Resultó que era la madre de un exnovio de la señora Bunders, cosa que no me tranquilizó en absoluto teniendo en cuenta que nuestra anfitriona le había buscado sustituto apenas pasados un par de meses desde su fallecimiento. ¿No había memoria fúnebre por esos lares? ¿Coleccionaba novios la señora Bunders? ¿Sería ese sustituto el responsable del óbito? El asunto nos impresionó lo suficiente como para llamar a Gürtels y pedirle que nos  buscara otros sitio pero respondió que era imposible, que esa noche debíamos pernoctar allí y mañana ya veríamos las cosas con mejores ojos. "Si no nos los sacan antes" musité, pero ¿qué otra cosa podíamos hacer? Así que nos instalamos en la planta superior, quedando la inferior para ella y la cocina.

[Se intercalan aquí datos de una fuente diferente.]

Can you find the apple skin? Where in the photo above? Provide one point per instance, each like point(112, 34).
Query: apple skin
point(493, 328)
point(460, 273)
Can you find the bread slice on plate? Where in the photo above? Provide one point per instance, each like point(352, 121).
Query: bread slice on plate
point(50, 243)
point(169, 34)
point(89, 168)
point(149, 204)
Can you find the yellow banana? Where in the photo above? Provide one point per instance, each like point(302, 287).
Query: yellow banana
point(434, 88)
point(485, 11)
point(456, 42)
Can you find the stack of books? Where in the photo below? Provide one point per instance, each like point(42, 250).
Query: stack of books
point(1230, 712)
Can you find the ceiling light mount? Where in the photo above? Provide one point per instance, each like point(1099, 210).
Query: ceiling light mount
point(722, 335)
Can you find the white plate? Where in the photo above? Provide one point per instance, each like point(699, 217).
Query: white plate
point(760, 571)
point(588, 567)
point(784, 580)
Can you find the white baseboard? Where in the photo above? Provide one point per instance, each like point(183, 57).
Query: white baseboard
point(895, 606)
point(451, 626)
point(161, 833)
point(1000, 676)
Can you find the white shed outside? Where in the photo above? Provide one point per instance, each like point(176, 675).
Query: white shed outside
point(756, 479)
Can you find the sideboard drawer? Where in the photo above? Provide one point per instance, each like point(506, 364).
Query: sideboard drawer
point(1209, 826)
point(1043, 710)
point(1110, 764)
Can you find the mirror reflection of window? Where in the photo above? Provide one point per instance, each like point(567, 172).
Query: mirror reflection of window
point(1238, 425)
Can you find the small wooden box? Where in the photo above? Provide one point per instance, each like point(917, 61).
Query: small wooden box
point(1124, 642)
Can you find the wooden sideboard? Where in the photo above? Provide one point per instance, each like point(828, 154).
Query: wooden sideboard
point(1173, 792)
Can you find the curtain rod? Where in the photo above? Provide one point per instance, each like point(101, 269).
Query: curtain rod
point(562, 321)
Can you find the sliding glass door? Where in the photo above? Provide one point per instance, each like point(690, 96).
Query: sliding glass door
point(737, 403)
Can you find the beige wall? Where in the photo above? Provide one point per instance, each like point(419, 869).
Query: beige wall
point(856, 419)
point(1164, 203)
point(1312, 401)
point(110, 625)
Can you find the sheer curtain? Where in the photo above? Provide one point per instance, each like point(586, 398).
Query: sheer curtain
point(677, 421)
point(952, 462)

Pero nuestra surrealista estancia no había hecho más que empezar. Nuestra anfitriona vino a darnos las buenas noches y a informarnos de que por la mañana nos dejaría el desayuno en la puerta de la habitación. Tamaña amabilidad nos pilló descolocados y le agradecimos el ofrecimiento pero diciéndole que no se molestara, que ya bajaríamos nosotros a la cocina. Pues no. La señora Bunders no tenía gatos pero sí un perro y como no quería que subiera debíamos permanecer en el piso de arriba toda la mañana con la puerta cerrada, mientras el chucho se solazaba abajo. Tras intercambiar una mirada con Alberto, levanté otra vez el teléfono para humillarme ante Gürtels y pedirle auxilio una vez más.